I have some clients which are needier, I'm there a couple of times a month...they'll be 1000/month. I have some clients, I can go for 4 5 even 6 months without any onsite or even a call from them...I'll do a monthly remote checkup on servers, reboot servers, check backup...they'll be like 400/month.
 
Based on the information you gave, I wouldn't dare provide a quote until we can perform our own evaluation of the network. There are too many variables that can change the price dramatically depending on the amount of work we have to put into a network to fix existing problems and maintain it.

Some of it has to do with what YOU can provide a client as the client has to perceive some kind of value from whatever you provide them. You can't bill a client $1000/month and wait around for them to call you to fix something. Well, you can, but you won't be in business very long.


Since we don't limit the number of hours worked at a client site, so our pricing has to reflect a balance of what the customer needs and our desire to remain profitable.;)

Cuz we don't know if your client is needy or what kind of support they want. Answers to stuff like this helps to come up with a number.

I have some clients which are needier, I'm there a couple of times a month...they'll be 1000/month. I have some clients, I can go for 4 5 even 6 months without any onsite or even a call from them...I'll do a monthly remote checkup on servers, reboot servers, check backup...they'll be like 400/month.

You too vischo.

Very valuable advice guys. Thanks :)
 
The bottom line is..try to imagine how much time you'll be spending each month for this client. Over a years average. Leave some buffer room. But don't go too crazy. Onsite, and after hours remotely, and over the phone.

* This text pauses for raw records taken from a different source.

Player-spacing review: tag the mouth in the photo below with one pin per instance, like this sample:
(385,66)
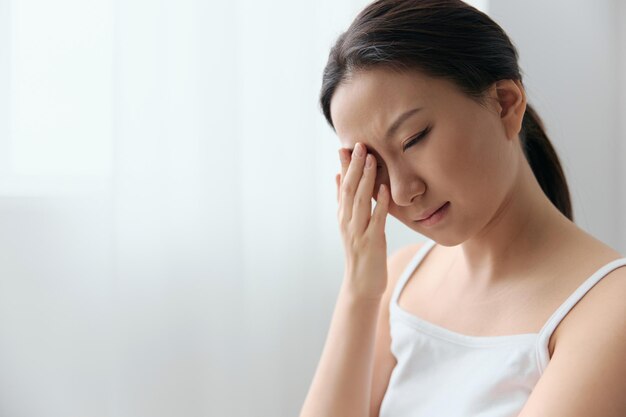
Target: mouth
(435,216)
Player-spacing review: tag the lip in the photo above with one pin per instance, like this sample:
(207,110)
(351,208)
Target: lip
(430,213)
(436,217)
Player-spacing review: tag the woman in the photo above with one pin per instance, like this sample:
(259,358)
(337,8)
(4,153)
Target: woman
(508,308)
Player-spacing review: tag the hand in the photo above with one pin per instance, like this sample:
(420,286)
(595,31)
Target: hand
(363,232)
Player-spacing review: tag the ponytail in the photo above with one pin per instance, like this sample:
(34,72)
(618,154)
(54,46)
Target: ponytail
(544,162)
(451,40)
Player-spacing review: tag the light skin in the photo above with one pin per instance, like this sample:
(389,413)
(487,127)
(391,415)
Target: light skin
(499,220)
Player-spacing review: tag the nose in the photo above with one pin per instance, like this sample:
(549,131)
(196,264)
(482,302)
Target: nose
(405,188)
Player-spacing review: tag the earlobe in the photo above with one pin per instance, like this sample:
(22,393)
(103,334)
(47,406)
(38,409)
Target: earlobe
(512,100)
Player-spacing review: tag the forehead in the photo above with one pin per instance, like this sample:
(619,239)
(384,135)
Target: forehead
(366,104)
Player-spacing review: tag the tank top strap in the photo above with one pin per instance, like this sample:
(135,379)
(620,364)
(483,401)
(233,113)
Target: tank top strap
(543,353)
(411,266)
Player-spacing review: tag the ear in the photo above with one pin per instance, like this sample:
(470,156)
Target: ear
(511,104)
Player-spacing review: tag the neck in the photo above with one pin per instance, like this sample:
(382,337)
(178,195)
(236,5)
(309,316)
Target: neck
(527,227)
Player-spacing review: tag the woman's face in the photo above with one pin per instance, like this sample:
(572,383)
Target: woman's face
(462,154)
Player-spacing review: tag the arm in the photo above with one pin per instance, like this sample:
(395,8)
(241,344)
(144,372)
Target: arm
(587,373)
(354,370)
(342,382)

Dunno what you're hourly rates are, most seem to be $100/hour minimum, we're $125/hour.

When walking into new potential clients...look at the hardware and the condition of things. If their existing network is in good shape, nice new computers...fast, good antivirus, you can figure you'll be spending less time. If it's a rag tag office of home built motherboard of the month cloner computers, or really old Pentium III Dells or something with 256 megs, outdated or hardly any antivirus, browsers with 11 toolbars clogging them up, a bunch of 10 year old HP Deskjet 890 printers...you can figure you'll be spending insane amounts of time there just to fix many tiny little things.

Takes time to come up with figures...pretty hard to figure out over a forum without seeing things and knowing details.

You know what can also work? Tell the client you'd like to stick to at least 6 months of just billing by the hour...that way you'll get a better feel for them and their needs and their system, and you'll be able to come up with a more fair "monthly" after at least 6 months of working with them at a hourly.
 
We've got a few clients where we offer unlimited service for a flat monthly rate. So far it works out pretty damn well. We get to do practically anything and everything we want to keep the systems running smoothly while the client knows exactly how much their bill will be.

We do pretty much the same thing. Works well for both parties. We have a steady stream of income from them and they get a steady bill. Generally we will give a client a flat fee for standard issues that come up. Things like setting up a new user, installing an extra machine, etc get billed seperatly.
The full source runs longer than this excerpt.